了解别名模板 [英] Understanding Alias Templates

问题描述

我问了一个问题，其中有多个代码引用：

I asked a question that has several references to the code:

template <typename...>
using void_t = void;

我相信我有一个一般误解别名模板：

I believe I have a generally misunderstand alias templates:

您是否在 enable_if_t 或 conditional_t 语句中传递别名模板？

Why wouldn't you just evaluate whatever template parameter you're passing into an alias template in an enable_if_t or conditional_t statement?

上面的代码只是一次对多个模板参数执行 enable_if_t ？

Is the code above just about doing an enable_if_t on multiple template parameters at once?

其次，我相信我对 void_t 的作用有一个具体的误解。 此评论说明C ++ 17标准定义 void_t 。这里是我不能得到的：

Secondly, I believe that I have a specific misunderstanding of the role of void_t. This comment states that the C++17 standard defines void_t. Here's what I don't get:

不是 void_t 只是一个任意名称？如果我还需要定义 template< typename ...>使用void_t = void; 无论我计划使用 void_t 什么是标准化任意名称的意义？

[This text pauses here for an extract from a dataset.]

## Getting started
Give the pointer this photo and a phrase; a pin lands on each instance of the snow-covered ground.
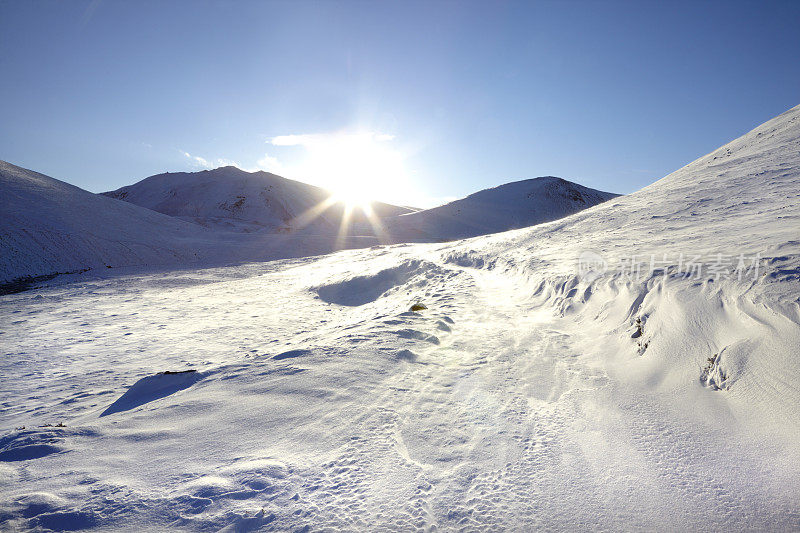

Isn't void_t just an arbitrary name? If I still have to define template <typename...> using void_t = void; wherever I plan to use void_t what's the point of standardizing an arbitrary name?

推荐答案

我不认为所示的例子真的显示了 void_t 显示一个用例，但是当您查看

I don't think the shown example really shows what void_t is good for as it only shows one use case, but when you look at

template<typename T>
struct has_to_string<T, 
    void_t<decltype(std::to_string(std::declval<T>()))>
    > 
: std::true_type { };

与

template<typename T>
struct has_to_string<T, 
    decltype(std::to_string(std::declval<T>()), void())
    > 
: std::true_type { };

对于此语句：

前一个版本更容易阅读， void_t 不需要 decltype 工作。

我认为可读性的优势很小，第二部分没有意义，当 decltype 不起作用，SFINAE会按预期插入。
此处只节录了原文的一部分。